Indonesia merupakan negara kepulauan yang terdiri dari beragam suku bangsa, agama,

dan adat-istiadat yang berbeda satu dengan lainnya. Hal itu mempengaruhi hukum yang

berlaku di tiap golongan masyarakat yang dikenal dengan sebutan hukum adat.

Menurut Ter Haar, seorang pakar hukum dalam bukunya yang berjudul Beginselen en

Stelsel van het Adatrecht (1950), hukum waris adat adalah aturan-aturan hukum yang

mengatur penerusan dan peralihan dari abad ke abad baik harta kekayaan yang berwujud

dan tidak berwujud dari generasi pada generasi berikut.

Hukum adat itu sendiri bentuknya tak tertulis, hanya berupa norma dan adat-istiadat yang

harus dipatuhi masyarakat tertentu dalam suatu daerah dan hanya berlaku di daerah

tersebut dengan sanksi-sanksi tertentu bagi yang melanggarnya.
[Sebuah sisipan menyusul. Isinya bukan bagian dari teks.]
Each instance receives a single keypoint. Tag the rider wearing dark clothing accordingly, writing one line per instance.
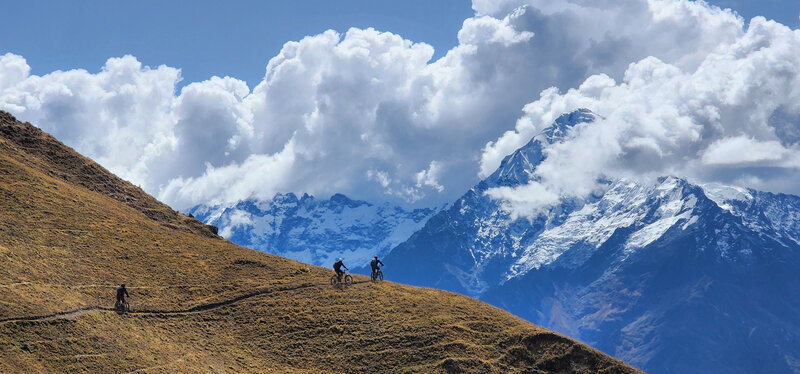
(374, 264)
(122, 292)
(338, 268)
Oleh karena itu, hukum waris adat banyak dipengaruhi oleh struktur kemasyarakatan atau

kekerabatan.
Sumber online :

- Hadikusuma, Hilman,  Pengantar Hukum Adat, Bandung: Maju Mundur, 1992.

- Hadikusuma, Hilman, Hukum Waris Adat, Bandung: PT. Cipta Aditya Bakti, 1993.

- Hadikusuma, Hilman, Hukum Kekerabatan Adat, Jakarta: Fajar Agung , 1997.

- Saragih, Djaren, Hukum Adat Indonesia, Jakarta: Rajawali, 1980.